Can an Employer Disclose Disciplinary Action Against an Employee in NYS?
There is no generally affirmative duty under New York law to disclose or not disclose information about disciplinary action against employees and ex-employees. Exceptions exist in the education, medical, childcare, police fields among others. Most private employers are free to choose what to disclose or not about disciplinary action. Regarding current employees, the best practice from a human resources perspective has been and continues to be that disciplinary information be kept to a relatively small number of other employees/managers that have a need to know about it.
Considering former employees, the advice to and policy of most New York employers has been to give only the ex-employee’s dates of employment and last position held in order to avoid the risk of a defamation claim should something said about the disciplinary action turn out to be incorrect. This is even though defamation, defined as communicating false information about a person that injures the person, is a difficult claim to succeed on in New York. More specifically, defamation requires that a false statement be published (verbally or in writing) to a third party without any privilege or authorization, and that the publication causes damages. Moreover, New York has a qualified privilege allowing employers with an interest in common with the recipient (such as a prospective employer perhaps) to share honest information about ex-employees, including disciplinary action, even though the information may turn out later to be inaccurate. This qualified privilege requires that the employer disclosing the information do so in good faith and without actual malice.

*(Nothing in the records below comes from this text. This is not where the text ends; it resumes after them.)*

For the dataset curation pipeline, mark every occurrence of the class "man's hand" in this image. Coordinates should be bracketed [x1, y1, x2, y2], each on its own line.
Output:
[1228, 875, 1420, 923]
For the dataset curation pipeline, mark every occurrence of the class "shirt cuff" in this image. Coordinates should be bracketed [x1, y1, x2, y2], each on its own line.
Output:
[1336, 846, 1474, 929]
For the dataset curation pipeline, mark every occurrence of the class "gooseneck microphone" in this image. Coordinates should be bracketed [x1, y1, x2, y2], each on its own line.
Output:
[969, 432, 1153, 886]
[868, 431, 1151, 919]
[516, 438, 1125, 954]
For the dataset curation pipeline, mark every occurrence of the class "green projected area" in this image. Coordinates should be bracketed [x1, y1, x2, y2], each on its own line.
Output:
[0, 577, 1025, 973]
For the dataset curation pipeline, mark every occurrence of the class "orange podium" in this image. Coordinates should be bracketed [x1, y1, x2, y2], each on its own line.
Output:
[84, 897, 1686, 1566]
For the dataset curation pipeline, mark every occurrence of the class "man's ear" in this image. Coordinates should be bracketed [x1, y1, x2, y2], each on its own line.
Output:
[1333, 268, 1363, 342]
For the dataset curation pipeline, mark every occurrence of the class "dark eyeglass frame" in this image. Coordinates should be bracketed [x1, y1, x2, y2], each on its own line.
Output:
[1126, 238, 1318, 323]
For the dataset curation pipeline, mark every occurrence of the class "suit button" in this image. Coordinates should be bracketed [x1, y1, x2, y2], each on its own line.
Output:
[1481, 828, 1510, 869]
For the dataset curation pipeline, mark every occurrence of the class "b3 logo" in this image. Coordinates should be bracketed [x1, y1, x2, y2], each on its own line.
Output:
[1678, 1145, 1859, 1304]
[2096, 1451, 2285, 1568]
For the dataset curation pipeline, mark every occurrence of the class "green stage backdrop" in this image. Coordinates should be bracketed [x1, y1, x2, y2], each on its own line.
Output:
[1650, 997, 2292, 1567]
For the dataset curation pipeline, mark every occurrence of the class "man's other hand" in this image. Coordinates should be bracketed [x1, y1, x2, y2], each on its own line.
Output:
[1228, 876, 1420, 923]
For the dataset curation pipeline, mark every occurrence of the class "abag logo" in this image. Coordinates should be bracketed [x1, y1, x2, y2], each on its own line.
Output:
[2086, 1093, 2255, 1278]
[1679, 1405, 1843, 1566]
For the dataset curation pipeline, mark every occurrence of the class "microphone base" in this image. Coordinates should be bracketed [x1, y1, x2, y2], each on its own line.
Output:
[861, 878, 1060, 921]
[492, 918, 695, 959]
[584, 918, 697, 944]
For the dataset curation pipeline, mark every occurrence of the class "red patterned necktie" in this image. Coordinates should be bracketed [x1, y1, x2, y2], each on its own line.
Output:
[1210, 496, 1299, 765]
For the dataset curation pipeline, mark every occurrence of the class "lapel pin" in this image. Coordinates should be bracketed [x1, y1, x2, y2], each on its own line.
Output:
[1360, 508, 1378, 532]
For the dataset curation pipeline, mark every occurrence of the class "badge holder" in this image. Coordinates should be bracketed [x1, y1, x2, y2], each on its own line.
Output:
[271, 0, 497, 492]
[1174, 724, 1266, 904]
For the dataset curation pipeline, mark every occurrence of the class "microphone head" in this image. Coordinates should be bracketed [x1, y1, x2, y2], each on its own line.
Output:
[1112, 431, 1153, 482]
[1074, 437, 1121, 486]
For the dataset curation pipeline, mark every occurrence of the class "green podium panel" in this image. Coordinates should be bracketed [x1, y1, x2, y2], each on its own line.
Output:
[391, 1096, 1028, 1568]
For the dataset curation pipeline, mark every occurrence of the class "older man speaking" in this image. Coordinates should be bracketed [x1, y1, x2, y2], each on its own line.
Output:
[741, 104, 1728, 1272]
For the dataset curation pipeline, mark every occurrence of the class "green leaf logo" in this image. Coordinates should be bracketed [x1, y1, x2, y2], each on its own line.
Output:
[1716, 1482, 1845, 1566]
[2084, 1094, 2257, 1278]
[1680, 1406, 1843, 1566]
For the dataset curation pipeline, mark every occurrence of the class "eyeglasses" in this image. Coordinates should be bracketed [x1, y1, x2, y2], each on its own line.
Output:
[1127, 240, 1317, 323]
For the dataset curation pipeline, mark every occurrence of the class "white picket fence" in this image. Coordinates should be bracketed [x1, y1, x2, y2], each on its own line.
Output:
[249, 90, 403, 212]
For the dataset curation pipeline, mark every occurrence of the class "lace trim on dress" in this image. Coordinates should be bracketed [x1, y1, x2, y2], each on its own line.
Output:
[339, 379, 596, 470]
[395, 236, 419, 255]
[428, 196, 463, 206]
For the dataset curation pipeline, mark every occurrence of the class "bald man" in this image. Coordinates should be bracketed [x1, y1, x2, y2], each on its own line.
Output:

In the current “Me Too” climate regarding sexual harassment, some commentators and some employers have expressed the belief that disciplinary action against ex-employees for sexual harassment should be shared with prospective employers. California reacted by passing a law specifically exempting reports of prior sexual harassment from possible defamation liability. New York has not done so to date. So, the answer to the question of “Can an employer disclose disciplinary action against an employee?” is not black and white. Accordingly, employers who wish to provide information about disciplinary action taken against ex-employees should still consult with experienced employment counsel before doing so.